Ничего этого не осталось и в помине к тому времени, когда Энгельгардт ровно через десять лет после «освобождения» крестьян, приехал в деревню и занялся хозяйством. О жизни дворян при крепостном праве он сказал в половине одного абзаца: тогда «даже и не очень богатые помещики жили в хоромах, ели разные финзербы (деликатесы со специями), одевались по-городски, имели кареты и шестерики». Понятно, к чему тут рассуждения, если почти вся русская литература её «золотого («пушкинского») века» – это нескончаемое повествование о жизни столичного и провинциального дворянства. Одни романы Льва Толстого – это едва ли не энциклопедия жизни дворянства его времени (а Толстой почти на 20 лет пережил Энгельгардта).
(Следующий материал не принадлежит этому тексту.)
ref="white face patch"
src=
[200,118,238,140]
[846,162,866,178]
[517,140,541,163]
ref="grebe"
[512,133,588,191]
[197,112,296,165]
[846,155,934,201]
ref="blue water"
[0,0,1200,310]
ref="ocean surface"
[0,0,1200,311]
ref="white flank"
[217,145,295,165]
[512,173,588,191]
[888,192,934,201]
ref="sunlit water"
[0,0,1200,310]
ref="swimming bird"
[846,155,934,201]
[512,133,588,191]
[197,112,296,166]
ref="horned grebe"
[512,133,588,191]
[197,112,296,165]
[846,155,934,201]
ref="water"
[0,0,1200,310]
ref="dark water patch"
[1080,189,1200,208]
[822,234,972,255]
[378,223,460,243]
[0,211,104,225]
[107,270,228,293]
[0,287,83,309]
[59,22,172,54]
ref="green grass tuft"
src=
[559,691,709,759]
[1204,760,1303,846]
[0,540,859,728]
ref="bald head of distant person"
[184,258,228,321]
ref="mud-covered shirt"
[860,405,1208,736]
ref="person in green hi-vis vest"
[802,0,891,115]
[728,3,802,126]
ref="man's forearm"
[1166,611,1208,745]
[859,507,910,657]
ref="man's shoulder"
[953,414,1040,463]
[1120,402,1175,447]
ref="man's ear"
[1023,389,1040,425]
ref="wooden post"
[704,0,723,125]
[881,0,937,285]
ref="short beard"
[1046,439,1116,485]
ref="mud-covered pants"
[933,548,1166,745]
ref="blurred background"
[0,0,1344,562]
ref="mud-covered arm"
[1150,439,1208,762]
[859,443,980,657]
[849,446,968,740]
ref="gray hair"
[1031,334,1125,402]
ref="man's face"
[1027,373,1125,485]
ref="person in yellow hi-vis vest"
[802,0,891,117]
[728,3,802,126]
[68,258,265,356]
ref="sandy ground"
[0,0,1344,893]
Из «Войны и мира» мы узнаём, как граф Ростов (отец) выезжал на псовую охоту на волка с целой сворой собак. Как он же, избранный устроителем банкета, которое московское дворянство давало в честь генерала Багратиона (в пику Кутузову), широким жестом распоряжается срезать все цветы в оранжереях его подмосковной усадьбы, чтобы достойно украсить праздничный стол и банкетный зал. Как граф Ростов (сын) в один вечер проиграл в карты целое состояние, заставив отца продать большую часть своих имений, и никто в семействе не протестовал против такого безобразия, а приложили все усилия, чтобы в срок расплатиться с выигравшим счастливцем (Долоховым), потому что карточный долг – святое дело. Как графиня Ростова (дочь) во время Бородинского сражения на выезде из Москвы (как сказали бы в наши дни, «в эвакуацию»), увидев раненых русских воинов, оставленных на произвол судьбы, распоряжается выгрузить и оставить в поле фамильное столовое серебро, а на освободившиеся телеги уложить несчастных страдальцев. А романы Тургенева, «тургеневские барышни»! А герои романов Гончарова, образы помещика Обломова и мещанина Штольца, ставшие нарицательными!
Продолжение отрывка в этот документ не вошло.